Tiger Woods Speaks: Timing of Planned Statement Curious, Experts Say

Experts say the timing of Woods' planned statement is curious.

ByABC News via logo
February 17, 2010, 2:27 PM

Feb. 18, 2010— -- Sports fans and gossipmongers have been waiting for three months to hear from Tiger Woods, but his planned five-minute statement will be judged as much more than a simple step back into the spotlight, experts say.

"No matter what he says or how thorough he tries to be ... people are going to watch him and judge him based on contrition and whether they think he's changed," ESPN golf expert Tom Rinaldi told "Good Morning America" today.

Woods said Wednesday he will speak Friday at 11 a.m. from the Professional Golfers Association's headquarters in Ponte Vedra Beach, Fla.

The timing of the statement has raised eyebrows, coming right in the middle of the Match Play Championship sponsored by Accenture, the first company to publicly drop him as a spokesman. Deadlines for upcoming tournaments also loom.

Fellow golfer Ernie Els told Golfweek magazine after Woods' announcement that his statement was "selfish."

"I feel sorry for the sponsor. Mondays are a good day to make statements, not Friday," he told the magazine. "This takes a lot away from the golf tournament."

USA Today sports columnist Christine Brennan told "Good Morning America" today that Els' grumblings were likely shared by other golfers.

"It is not a nice moment," she said. "It is not a nice thing to do, to take the field of spotlight away from his peers."

But the planned statement shows that Woods is trying to take control of a situation that may have irreparably harmed his professional career and his personal life.

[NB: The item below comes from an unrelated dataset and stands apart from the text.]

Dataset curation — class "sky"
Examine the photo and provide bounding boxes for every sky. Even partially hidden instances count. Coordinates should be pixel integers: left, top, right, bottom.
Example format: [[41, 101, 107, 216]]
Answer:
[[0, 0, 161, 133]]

"This is a guy who has made his fame by mastering a given moment," Rinaldi said. "This moment will be the most challenging he's faced in his entire life."

Los Angeles public relations expert Howard Bragman told "Good Morning America" today that Woods' best chance for redemption is on the golf course.

"What's really going to determine his future is how well he plays golf once he goes back out on the course," he said.

Friday's statement is going to be so controlled, it may not make much of a difference, he said.

"He might as well have taped it himself and put it on YouTube," Bragman said. "If I were advising him, I'd say, 'You need to sit down with a credible journalist and really answer these questions.'"

In not taking any questions, as Woods' camp announced Wednesday, he pre-emptively reduced the event to a "dog-and-pony show," Brennan said.

But it will give reporters and a selected group of others the chance to eyeball the golfer up close for the first time in months.

"This is going to be a big deal in terms of how he tries to lay the groundwork for his comeback," she said.